May 31, 2011 § 2 Comments
The sharp, thoughtful and always to-the-point memoirist Dinah Lenney blogs this week on the recent (or recent-ish) genre attacks by Neil Genzlinger and Lorrie Moore, finding more common ground than most of us with Genzlinger and almost none with Moore.
Here she is on the former:
But it can’t be denied that there are people who come to the genre not because they’re devoted to language and literature, but because, in life, they have triumphed or survived in a way that they think is worth waxing on about; they want to testify: they have a single story to tell. However, this was not true of the authors Genzlinger reviewed at the beginning of this year, and … it was as disrespectful to lump their individual efforts together as typical or endemic, as it was unfair to condemn memoirists everywhere, just because, in his estimation, three writers had failed.
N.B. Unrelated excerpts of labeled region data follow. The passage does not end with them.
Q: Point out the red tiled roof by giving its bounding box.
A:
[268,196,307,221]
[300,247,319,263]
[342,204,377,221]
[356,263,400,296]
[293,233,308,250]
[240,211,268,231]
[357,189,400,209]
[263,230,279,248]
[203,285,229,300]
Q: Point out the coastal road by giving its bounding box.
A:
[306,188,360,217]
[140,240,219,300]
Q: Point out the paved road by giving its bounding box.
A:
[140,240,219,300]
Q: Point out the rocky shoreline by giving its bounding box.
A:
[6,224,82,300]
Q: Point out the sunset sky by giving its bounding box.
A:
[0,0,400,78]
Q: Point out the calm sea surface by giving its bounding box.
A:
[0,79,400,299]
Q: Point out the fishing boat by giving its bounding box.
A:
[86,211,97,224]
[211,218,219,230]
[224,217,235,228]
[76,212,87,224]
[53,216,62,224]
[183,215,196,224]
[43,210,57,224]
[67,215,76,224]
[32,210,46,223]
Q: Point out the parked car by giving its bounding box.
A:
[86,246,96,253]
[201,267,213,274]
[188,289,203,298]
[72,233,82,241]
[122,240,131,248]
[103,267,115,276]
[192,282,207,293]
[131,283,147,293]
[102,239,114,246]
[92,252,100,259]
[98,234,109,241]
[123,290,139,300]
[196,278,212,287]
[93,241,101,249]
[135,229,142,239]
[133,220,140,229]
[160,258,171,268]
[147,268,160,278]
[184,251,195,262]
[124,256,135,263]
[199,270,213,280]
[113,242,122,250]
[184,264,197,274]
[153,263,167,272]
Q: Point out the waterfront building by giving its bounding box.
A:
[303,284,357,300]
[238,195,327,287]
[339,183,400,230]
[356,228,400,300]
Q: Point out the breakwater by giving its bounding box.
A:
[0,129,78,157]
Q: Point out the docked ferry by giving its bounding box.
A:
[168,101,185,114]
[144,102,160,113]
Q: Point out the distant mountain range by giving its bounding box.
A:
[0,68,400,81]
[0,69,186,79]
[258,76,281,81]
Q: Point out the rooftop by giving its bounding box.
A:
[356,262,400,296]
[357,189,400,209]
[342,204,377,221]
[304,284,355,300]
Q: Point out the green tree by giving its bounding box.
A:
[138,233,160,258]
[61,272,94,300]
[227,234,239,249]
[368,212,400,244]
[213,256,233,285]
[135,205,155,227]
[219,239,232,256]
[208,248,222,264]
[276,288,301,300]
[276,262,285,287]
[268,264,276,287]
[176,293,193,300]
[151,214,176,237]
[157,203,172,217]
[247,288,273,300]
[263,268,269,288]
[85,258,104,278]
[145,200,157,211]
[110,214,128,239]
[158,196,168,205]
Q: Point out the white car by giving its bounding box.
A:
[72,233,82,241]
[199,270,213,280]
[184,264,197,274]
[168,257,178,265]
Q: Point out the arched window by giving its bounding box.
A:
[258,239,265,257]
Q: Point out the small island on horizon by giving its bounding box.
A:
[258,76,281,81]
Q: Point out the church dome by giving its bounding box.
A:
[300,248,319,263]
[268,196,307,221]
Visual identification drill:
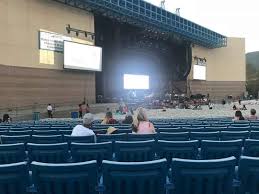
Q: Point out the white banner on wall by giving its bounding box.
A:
[39,31,72,52]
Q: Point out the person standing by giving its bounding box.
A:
[47,104,53,118]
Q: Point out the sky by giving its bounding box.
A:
[146,0,259,52]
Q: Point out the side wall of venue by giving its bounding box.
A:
[0,0,96,107]
[188,38,246,99]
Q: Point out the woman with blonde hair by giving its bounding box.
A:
[134,108,156,134]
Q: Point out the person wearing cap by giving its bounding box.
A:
[71,113,95,136]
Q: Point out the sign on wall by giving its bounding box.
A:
[39,31,72,53]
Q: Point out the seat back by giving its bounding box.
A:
[158,132,189,141]
[243,139,259,157]
[115,140,156,162]
[128,133,157,141]
[71,142,113,165]
[27,143,69,163]
[0,162,29,194]
[220,131,249,141]
[238,156,259,194]
[64,135,95,144]
[102,159,167,194]
[31,161,97,194]
[31,135,64,144]
[172,157,236,194]
[0,143,26,164]
[1,135,31,144]
[201,139,243,159]
[157,140,199,163]
[97,133,127,143]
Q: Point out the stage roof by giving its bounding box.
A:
[54,0,227,48]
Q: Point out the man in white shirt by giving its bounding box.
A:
[47,104,53,118]
[71,113,95,136]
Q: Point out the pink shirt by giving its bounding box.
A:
[137,121,155,134]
But at least Neil Genzlinger’s criticism was straightforward. At least it had something to do with the actual demands of the genre. Though I cringed as I read—and second-guessed my own work—I knew where he stood.
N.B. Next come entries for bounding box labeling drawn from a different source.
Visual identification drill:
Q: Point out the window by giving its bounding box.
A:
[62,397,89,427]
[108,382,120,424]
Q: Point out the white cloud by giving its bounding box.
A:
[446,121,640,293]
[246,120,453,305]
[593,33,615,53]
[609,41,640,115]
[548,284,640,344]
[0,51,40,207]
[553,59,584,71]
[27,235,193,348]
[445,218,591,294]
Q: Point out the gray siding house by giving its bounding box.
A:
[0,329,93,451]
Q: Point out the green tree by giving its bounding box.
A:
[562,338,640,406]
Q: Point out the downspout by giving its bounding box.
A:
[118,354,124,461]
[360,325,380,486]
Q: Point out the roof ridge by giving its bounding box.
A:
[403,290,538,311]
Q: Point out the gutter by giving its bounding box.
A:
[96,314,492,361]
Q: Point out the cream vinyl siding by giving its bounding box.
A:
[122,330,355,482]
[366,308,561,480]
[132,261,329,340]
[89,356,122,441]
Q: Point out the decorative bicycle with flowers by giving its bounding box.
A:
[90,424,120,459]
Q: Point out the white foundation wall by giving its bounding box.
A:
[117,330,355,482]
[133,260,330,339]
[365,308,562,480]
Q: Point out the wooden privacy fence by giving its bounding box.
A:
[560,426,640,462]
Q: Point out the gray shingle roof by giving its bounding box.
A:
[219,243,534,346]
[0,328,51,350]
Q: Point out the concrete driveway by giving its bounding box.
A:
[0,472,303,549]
And here she is on the latter:
As far as memoir goes, Lorrie Moore is simply off-track. Memoir is not biography or autobiography, real or imaginary. Moreover, memoir is, every time, at least as much about the narrator as it is about her subject. The writer is the subject, in fact—so it’s not her job to fully imagine, construct, or design, but rather to reveal (creatively, yes, this goes to the prose itself) the mysterious (and messy) truth of her experience (in conjunction with fact-finding, sure) as it informs the way she thinks and feels. Whether or not the ostensible subjects of either of these books might inspire good fiction (absolutely, why not, another project for another day) is entirely beside the point. Furthermore, in the guise of equivocal appreciation, Lorrie Moore has disparaged not just the work of two writers but the form itself, apparently without understanding its singular constraints and rewards.
And here is Lenney’s full post from The Gamut.
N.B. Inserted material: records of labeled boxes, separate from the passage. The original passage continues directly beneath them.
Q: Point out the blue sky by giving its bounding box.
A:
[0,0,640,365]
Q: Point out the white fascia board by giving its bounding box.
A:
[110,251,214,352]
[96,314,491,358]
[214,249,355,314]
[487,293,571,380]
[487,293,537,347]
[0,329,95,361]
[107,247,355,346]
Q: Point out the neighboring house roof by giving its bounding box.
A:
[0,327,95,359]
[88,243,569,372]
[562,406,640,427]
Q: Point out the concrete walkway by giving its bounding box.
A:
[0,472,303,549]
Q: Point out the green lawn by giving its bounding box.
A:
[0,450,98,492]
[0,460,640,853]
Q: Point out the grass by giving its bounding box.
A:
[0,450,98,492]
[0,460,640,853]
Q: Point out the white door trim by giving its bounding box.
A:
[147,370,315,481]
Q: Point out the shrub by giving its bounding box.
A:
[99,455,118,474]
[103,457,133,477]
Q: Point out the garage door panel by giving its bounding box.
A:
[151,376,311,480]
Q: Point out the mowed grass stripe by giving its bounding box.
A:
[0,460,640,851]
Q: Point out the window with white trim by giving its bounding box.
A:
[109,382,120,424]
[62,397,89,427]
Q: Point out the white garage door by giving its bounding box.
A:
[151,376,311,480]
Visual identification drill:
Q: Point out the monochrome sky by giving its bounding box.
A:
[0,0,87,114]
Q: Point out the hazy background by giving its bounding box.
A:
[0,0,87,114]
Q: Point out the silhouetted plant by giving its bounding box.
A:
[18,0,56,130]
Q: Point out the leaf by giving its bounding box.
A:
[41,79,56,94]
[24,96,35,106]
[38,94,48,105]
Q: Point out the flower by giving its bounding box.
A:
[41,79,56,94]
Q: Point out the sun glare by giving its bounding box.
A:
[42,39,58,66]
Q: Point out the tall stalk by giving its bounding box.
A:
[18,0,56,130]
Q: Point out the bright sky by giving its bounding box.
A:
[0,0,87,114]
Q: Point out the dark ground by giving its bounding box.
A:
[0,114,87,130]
April 25, 2011 § 24 Comments
This time around, the esteemed Lorrie Moore steps up to take a few nasty, arguably bizarre swipes at the memoir field. Honestly, friends, we don’t understand from whence all of this animosity comes, but here we go again.
Moore, writing in The New York Review of Books, begins gently enough, having a quick laugh with Fran Lebowitz and offering up the idea that “there are good reasons to embark on a memoir “:
It is hard not to be impressed with Fran Lebowitz’s comedically acerbic dismissal of memoirs: when asked … whether she would ever pen one, she quickly replied that if your life were all that interesting, someone else would write a book about it.
Despite having some sympathy with this idea, or with caustic wit, or with avoiding writing, one can nonetheless assume that there are good reasons to embark on a memoir: the world and the self collide in a particular way that only you, or mostly you, can narrate; you would like a preemptive grab at controlling the discourse.
Soon enough, though, it becomes clear that Lorrie Moore can hardly wait to let her inner-Neil-Genzlinger out of the cage, revealing barely-suppressed anger with David Shields and suggesting that memoirists are all just money-grubbing prostitutes:
Have you drunk the Reality Hunger Kool-Aid of David Shields’s current “anti-novel jihad” and joined him in chiding the limping dog of fiction as if it were an unfortunate habit of lying, an omnivorous pornography of the real, instead of the struggling but majestic thing that it is? Are you coming into the house of narrative through the back door because the back door is where the money is?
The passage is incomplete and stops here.